One, use roughly equal weights of onions and lentils, then cook the onions until completely translucent. Believe it or not, this is the step where the dish will most often go astray
if the onions are still slightly opaque when the other ingredients are added, the moment is lost and the recipe will not taste quite as heavenly, no matter how much longer the dish is cooked.

Two, cook the tomato paste before adding the lentils. That's it!
now you have the keys and this wonderful recipe is open to you. It is a wonderful accompaniment to any grilled meat but is at its coquettish best with lamb. Having said that, these lentils are so savory and flavorful on their own, they would make a wonderful tortilla wrap or pita filling, too. Last night we made the serendipitous discovery that they also married well with the Fenugreek Potatoes, so the 2 together would make a filling and luscious vegetarian sandwich or pizza.

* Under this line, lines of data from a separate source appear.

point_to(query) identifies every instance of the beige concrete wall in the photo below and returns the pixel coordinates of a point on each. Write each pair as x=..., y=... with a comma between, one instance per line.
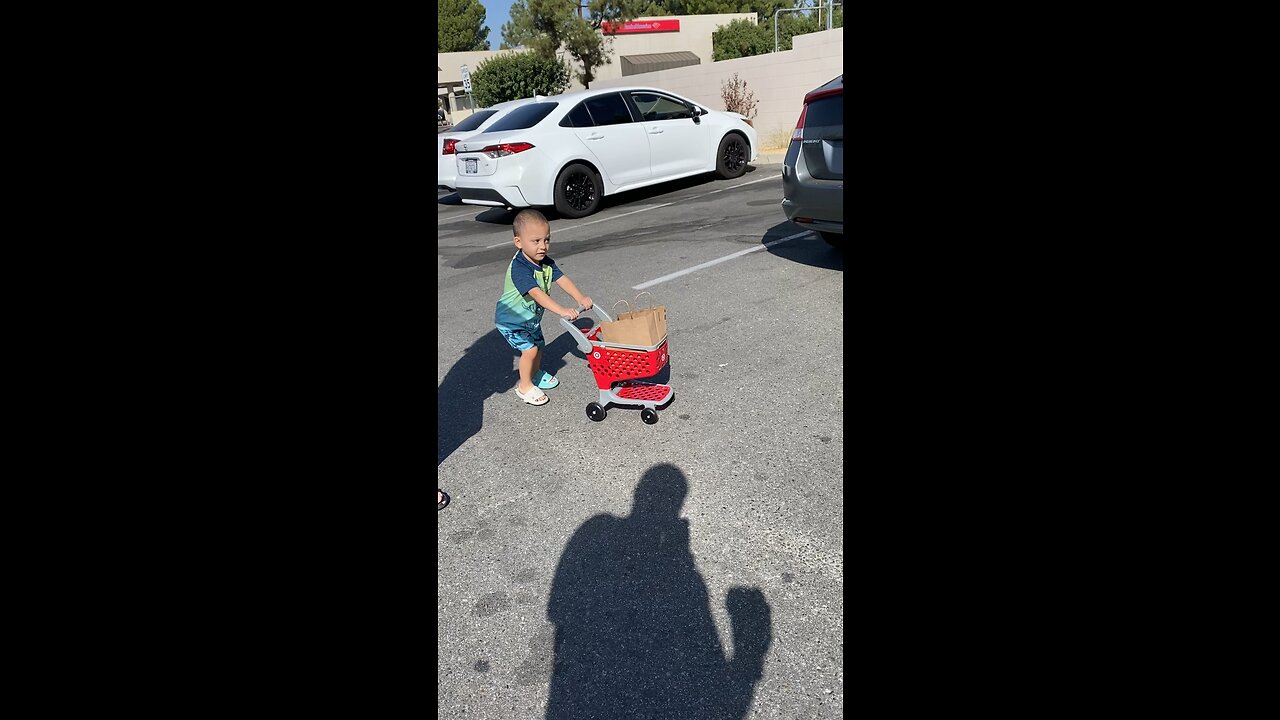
x=777, y=80
x=695, y=36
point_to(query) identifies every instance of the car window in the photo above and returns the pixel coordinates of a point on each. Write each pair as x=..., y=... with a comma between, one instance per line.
x=608, y=109
x=524, y=117
x=654, y=106
x=826, y=112
x=474, y=121
x=577, y=118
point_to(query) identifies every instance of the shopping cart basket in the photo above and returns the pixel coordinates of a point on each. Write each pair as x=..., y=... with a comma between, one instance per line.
x=617, y=369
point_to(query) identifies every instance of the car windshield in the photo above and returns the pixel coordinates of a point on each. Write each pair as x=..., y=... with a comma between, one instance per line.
x=524, y=117
x=475, y=119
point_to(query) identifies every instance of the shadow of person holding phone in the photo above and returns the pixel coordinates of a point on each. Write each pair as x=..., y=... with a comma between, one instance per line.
x=634, y=630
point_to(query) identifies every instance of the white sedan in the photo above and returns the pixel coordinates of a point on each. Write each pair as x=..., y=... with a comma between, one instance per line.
x=571, y=150
x=474, y=123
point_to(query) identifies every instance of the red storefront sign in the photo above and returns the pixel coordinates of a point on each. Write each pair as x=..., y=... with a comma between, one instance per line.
x=640, y=26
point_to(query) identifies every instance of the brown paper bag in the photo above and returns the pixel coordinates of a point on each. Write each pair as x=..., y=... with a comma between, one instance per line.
x=644, y=327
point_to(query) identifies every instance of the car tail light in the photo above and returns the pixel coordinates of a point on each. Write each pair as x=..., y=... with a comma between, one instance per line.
x=506, y=149
x=798, y=135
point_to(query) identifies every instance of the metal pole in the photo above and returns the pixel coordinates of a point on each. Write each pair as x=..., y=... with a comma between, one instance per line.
x=800, y=9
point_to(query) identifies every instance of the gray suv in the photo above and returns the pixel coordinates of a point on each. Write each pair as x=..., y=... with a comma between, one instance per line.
x=813, y=172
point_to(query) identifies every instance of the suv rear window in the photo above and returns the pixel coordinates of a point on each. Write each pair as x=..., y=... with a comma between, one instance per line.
x=474, y=119
x=824, y=112
x=524, y=117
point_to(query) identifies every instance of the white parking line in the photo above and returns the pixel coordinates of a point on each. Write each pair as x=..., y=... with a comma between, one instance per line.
x=561, y=231
x=718, y=260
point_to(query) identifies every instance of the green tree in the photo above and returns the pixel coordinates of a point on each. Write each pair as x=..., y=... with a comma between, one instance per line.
x=461, y=26
x=510, y=76
x=740, y=39
x=551, y=26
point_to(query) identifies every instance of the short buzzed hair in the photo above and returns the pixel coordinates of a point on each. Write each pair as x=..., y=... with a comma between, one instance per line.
x=526, y=218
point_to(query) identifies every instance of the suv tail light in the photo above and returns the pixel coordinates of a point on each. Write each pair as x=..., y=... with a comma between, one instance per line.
x=506, y=149
x=798, y=135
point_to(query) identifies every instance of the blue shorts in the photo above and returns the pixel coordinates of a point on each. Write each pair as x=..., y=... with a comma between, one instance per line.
x=524, y=338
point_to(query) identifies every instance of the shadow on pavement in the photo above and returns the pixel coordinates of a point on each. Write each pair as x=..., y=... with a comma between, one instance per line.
x=488, y=367
x=634, y=630
x=809, y=250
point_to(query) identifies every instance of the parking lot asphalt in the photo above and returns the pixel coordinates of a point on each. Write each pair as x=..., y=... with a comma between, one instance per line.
x=688, y=569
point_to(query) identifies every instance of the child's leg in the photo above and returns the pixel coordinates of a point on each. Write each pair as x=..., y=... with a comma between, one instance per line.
x=528, y=367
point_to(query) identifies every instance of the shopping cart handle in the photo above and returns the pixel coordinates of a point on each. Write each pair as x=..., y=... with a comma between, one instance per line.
x=583, y=343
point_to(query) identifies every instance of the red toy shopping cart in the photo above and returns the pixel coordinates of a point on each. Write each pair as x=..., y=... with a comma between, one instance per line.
x=618, y=368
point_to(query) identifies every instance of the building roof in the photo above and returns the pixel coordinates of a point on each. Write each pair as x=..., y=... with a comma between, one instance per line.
x=635, y=64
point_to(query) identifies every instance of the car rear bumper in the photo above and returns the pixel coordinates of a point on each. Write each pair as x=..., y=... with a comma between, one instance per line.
x=493, y=196
x=821, y=212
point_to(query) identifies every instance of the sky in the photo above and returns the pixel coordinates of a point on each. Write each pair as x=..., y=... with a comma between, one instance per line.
x=496, y=14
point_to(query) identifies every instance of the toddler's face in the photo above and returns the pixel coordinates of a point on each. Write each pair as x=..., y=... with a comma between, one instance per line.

Oh, there is one catch. Make the lentils at least 24 hours before you intend to use or serve them. Because they are cooked separately from the base, the lentils need the overnight in the fridge to really meld the flavors together.


GRILLED LAMB RIB CHOPS
Serves 4 persons
marinade:
4-6 cloves garlic, minced
1/4 olive oil
Juice of 1 lemon
1/2 tsp sea salt
ground black pepper
4 sprigs fresh oregano, or 1 tsp. dried

12 lamb rib chops
1/2 lemon

Combine all marinade ingredients in glass bowl and add lamb. Cover and refrigerate at least 4 hours, but no longer than 8.

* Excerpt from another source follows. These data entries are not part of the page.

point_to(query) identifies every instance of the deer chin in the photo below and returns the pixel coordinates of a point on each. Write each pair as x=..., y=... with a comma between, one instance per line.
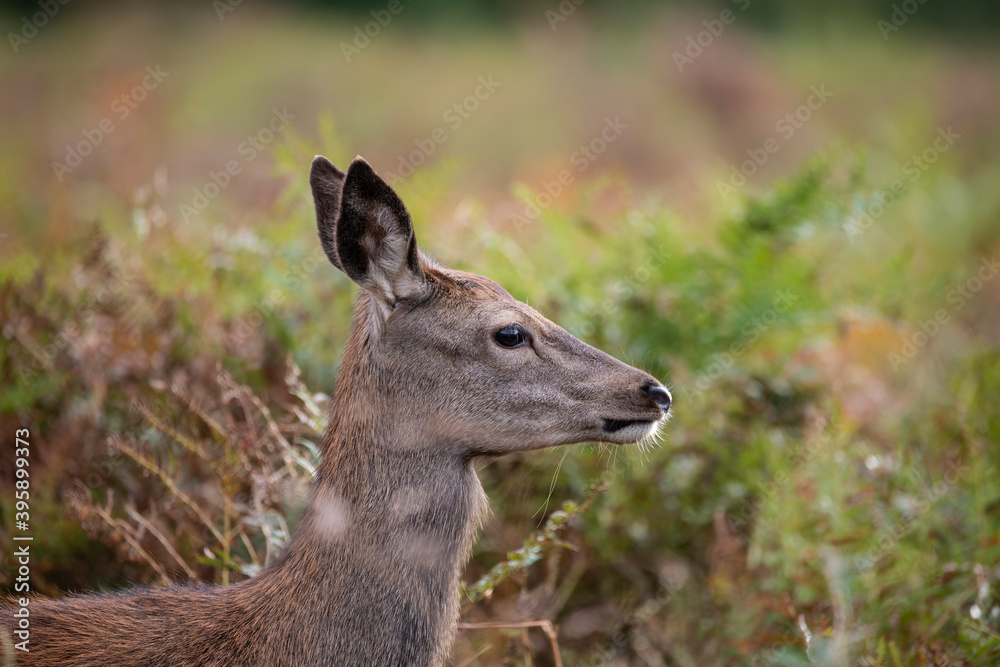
x=628, y=431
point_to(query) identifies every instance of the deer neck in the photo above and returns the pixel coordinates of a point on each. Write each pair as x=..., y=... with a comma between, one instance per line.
x=385, y=537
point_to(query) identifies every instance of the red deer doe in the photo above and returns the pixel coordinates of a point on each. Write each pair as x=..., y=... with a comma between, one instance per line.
x=441, y=367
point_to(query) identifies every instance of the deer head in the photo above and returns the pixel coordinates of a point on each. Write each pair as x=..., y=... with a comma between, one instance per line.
x=451, y=355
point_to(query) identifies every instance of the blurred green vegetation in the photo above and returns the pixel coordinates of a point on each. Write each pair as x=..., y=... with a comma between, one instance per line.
x=828, y=489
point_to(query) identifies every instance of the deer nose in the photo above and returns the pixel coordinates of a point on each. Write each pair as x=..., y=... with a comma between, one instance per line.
x=659, y=395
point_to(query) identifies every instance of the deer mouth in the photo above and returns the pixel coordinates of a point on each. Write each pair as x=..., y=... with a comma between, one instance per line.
x=615, y=425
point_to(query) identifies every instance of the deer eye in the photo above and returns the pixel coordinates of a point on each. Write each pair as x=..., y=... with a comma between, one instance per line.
x=511, y=337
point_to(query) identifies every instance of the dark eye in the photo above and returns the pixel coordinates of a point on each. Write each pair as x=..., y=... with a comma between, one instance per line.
x=511, y=337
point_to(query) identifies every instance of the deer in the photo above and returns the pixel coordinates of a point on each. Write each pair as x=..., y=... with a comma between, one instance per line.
x=442, y=368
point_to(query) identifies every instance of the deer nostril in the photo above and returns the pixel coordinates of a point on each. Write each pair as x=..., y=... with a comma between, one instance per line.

Remove to room temperature 30 minutes before grilling. Grill to desired doneness.


LENTILS CATALANE
(Prepare 24 hours before service)

10 oz. (280g) French green (Puy) lentils, or other green lentils

Wash and rinse through lentils in several changes of water, and remove any small pebbles. Place in a small (2qt) saucepan and cover with water by at least 2 inches, and place lid slightly ajar. Over medium high heat, bring to a boil, then reduce heat to medium-low and simmer for 30-40 minutes, or until lentils are just soft (cooking time will depend on the freshness of the lentils). Remove from heat, cover and keep to one side.

While lentils are cooking, prepare the base:
2 medium brown onions, about 280g when minced
5 TBL. olive oil
4 cloves garlic, minced
4 TBL. tomato paste
sea salt
ground black pepper
1 tsp. dried oregano
1/2 tsp. dried thyme

Cook onions in covered skillet or small dutch oven over low heat until they are semi-translucent, about 8-10 minutes, then add garlic. Return cover and continue cooking until onions are completely translucent (they will taste sweet and mellow), about another 5-8 minutes, depending on your pan.

Move onions away from center of the pan and put tomato paste in the center. Press tomato paste against bottom of pan to maximize contact between the pan and paste. Stir to bring more paste in contact with heat you will see the paste begin to change color from bright candy apple red to a darker red pepper color. Begin to incorporate the onions into the paste, add salt and pepper, then cover and let cook on low heat for about 5 minutes. Add oregano and thyme, stir through and cook together for another 5 minutes or until you begin to smell the herbs come through the tomato fragrance.

Using a slotted soon, remove lentils from cooking liquid and add to tomato mixture. Add enough of the cooking liquid to allow the lentils and base to combine, but not become soupy (usually 2-3 TBL. does the trick). Heat together for 10 minutes. Then let cool in pan. Remove to container to chill overnight.

When ready to serve, re-heat gently in the oven or microwave. (optional step) Add 4-5 drops of toasted sesame seed oil and incorporate.